Sixièmement, il y a l’option d’une réforme complète du système monétaire, incluant une répudiation (partielle) de la dette publique. Cette option est attractive si l’on veut éliminer le surendettement sans s’engager dans la voie d’une forte inflation des prix. Ce serait comme d’appuyer sur le bouton « reset » tout en continuant avec un régime monétaire basé sur la monnaie-papier. Une telle réforme a réussi en Allemagne après la Deuxième guerre mondiale où, après la défaite, la répression financière était inenvisageable. A l’ancienne monnaie-papier, le Reichsmark, fut substituée une nouvelle monnaie-papier, le Deutschemark.

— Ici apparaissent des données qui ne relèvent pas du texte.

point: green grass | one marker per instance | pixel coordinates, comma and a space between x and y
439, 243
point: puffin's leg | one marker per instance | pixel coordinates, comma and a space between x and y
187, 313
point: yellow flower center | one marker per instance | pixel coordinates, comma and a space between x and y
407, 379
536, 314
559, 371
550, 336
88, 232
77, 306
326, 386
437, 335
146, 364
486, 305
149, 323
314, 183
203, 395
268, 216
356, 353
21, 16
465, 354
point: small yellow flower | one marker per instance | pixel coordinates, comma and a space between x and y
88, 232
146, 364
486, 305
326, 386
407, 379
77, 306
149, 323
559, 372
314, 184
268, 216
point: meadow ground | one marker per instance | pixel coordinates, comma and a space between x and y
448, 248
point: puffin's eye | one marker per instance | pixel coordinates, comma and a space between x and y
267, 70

Sans entrer dans les détails de la réforme, rappelons que les Allemands purent échanger 60 Reichsmarks contre des Deutschemarks à un contre un. Toutes les épargnes au-delà de 60 Reichsmarks ont tout simplement été divisées par dix, puis échangées contre des Deutschemarks. Toutes les dettes ont également été divisées par dix. Il y eut, de plus, cessation de paiement sur les dettes publiques, excepté pour les banques qui reçurent de nouveau titres publics. Il y eu aussi un impôt de 50 % sur la richesse, prélevé en une fois. En conséquence, le surendettement fut éliminé, la dette publique drastiquement réduite, les épargnants largement expropriés. Les banques ont été recapitalisées dans la mesure où, si leurs dettes furent divisées par dix, tous leurs actifs ne subirent pas une réduction d’un tel montant, comme par exemple les obligations publiques. Ainsi, la réforme monétaire révéla l’ampleur des destructions de richesses durant la guerre.

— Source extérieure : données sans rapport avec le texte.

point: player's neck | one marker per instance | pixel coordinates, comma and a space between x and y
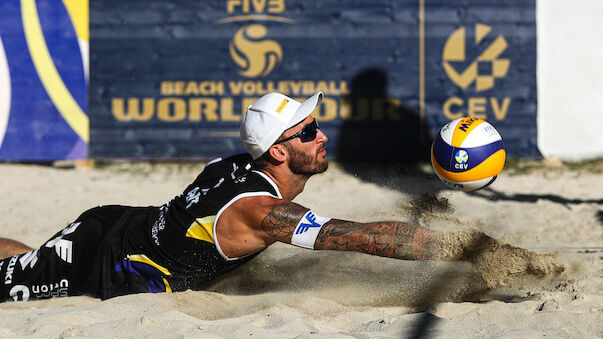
289, 184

Septièmement, in pourrait y avoir un «renflouement interne» (bail in) qui se traduirait par une demi-réforme monétaire. Dans un tel renflouement interne, comme à Chypre, les créanciers des banques (les épargnants) sont transformés en actionnaires. Les dettes bancaires diminuent et le capital augmente. La quantité de monnaie est réduite. Un renflouement interne permet à la fois la recapitalisation du système bancaire et l’élimination des mauvaises créances. Le capital pourra être accru à un tel point qu’une cessation de paiement partielle sur les dettes publiques ne mettrait pas en danger la stabilité du système bancaire. Mais les épargnants auront à souffrir des pertes. Par exemple, ceux qui auront investi dans des polices d’assurance-vie basées sur des créances bancaires ou des obligations d’État, devront assumer des pertes. Le résultat sera que le surendettement des banques et des États sera réduit.

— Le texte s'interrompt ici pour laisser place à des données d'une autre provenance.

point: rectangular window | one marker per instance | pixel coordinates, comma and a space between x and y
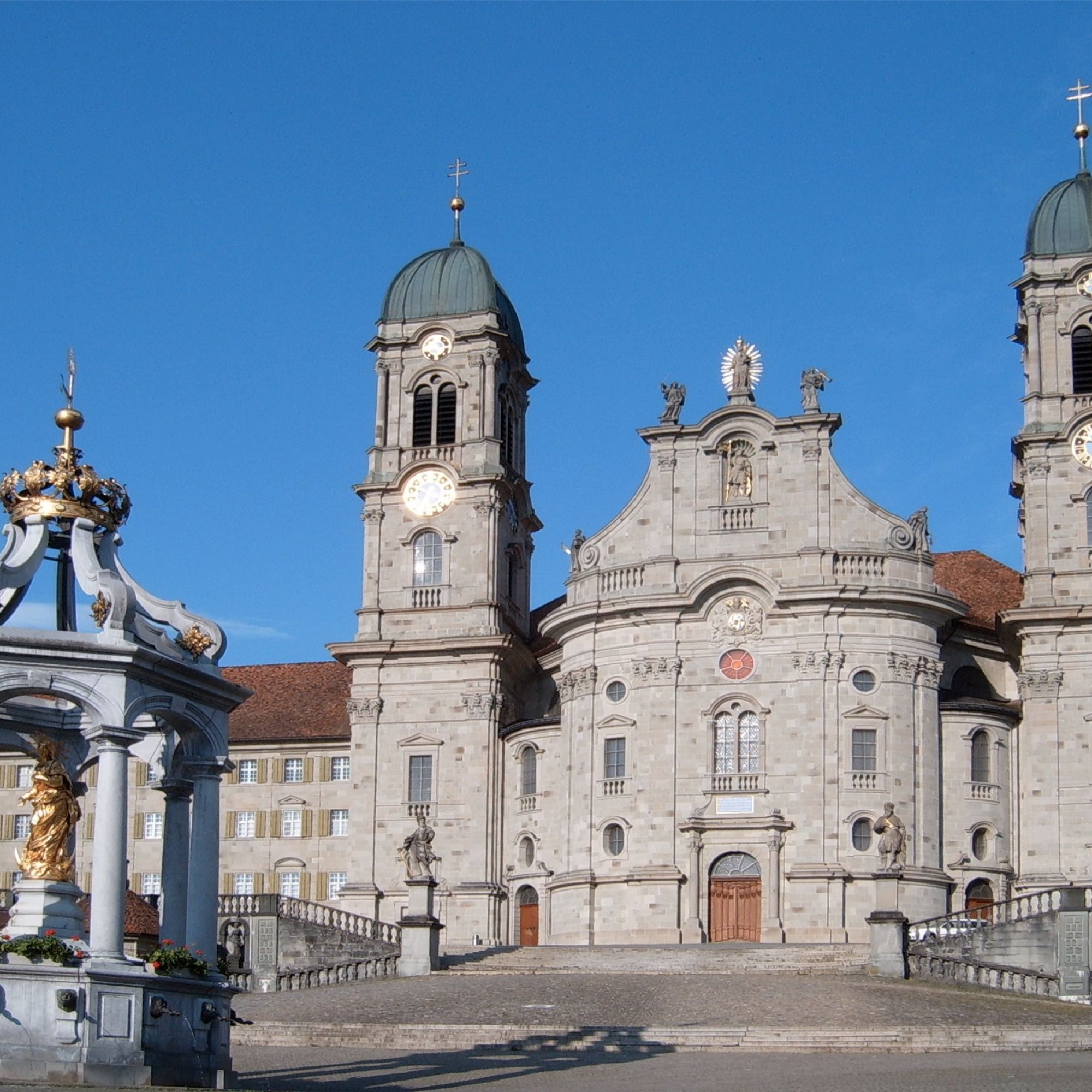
864, 749
614, 758
421, 778
292, 824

En conclusion, ce qui nous attend est l’une de ces sept options, ou une combinaison d’entre elles. Dans tous les cas, cela ne fera que révéler les pertes déjà produites et dissipera l’illusion quant au niveau de notre richesse réelle. L’idée de base sera que les contribuables, les épargnants ou les usagers de la monnaie seront exploités pour réduire les dettes et remettre le système monétaire sur une base stable. Une taxe sur la richesse, en une fois, une réforme monétaire ou un renflouement interne, ne seront pas des choix populaires, puisque les pertes seront aussitôt visibles au grand jour. La première option de l’inflation est bien plus populaire auprès des gouvernements car elle masque le coût des renflouements des agents surendettés. Le danger demeure cependant que l’inflation ne devienne à un moment ou à un autre hors de contrôle. Or le producteur monopolistique de la monnaie ne veut pas gâcher son privilège dans un effondrement de la monnaie. Les gouvernements devront progressivement méditer les autres options avant qu’une fuite devant la monnaie ne se produise, car ce sont elles qui permettront de remettre le système à zéro.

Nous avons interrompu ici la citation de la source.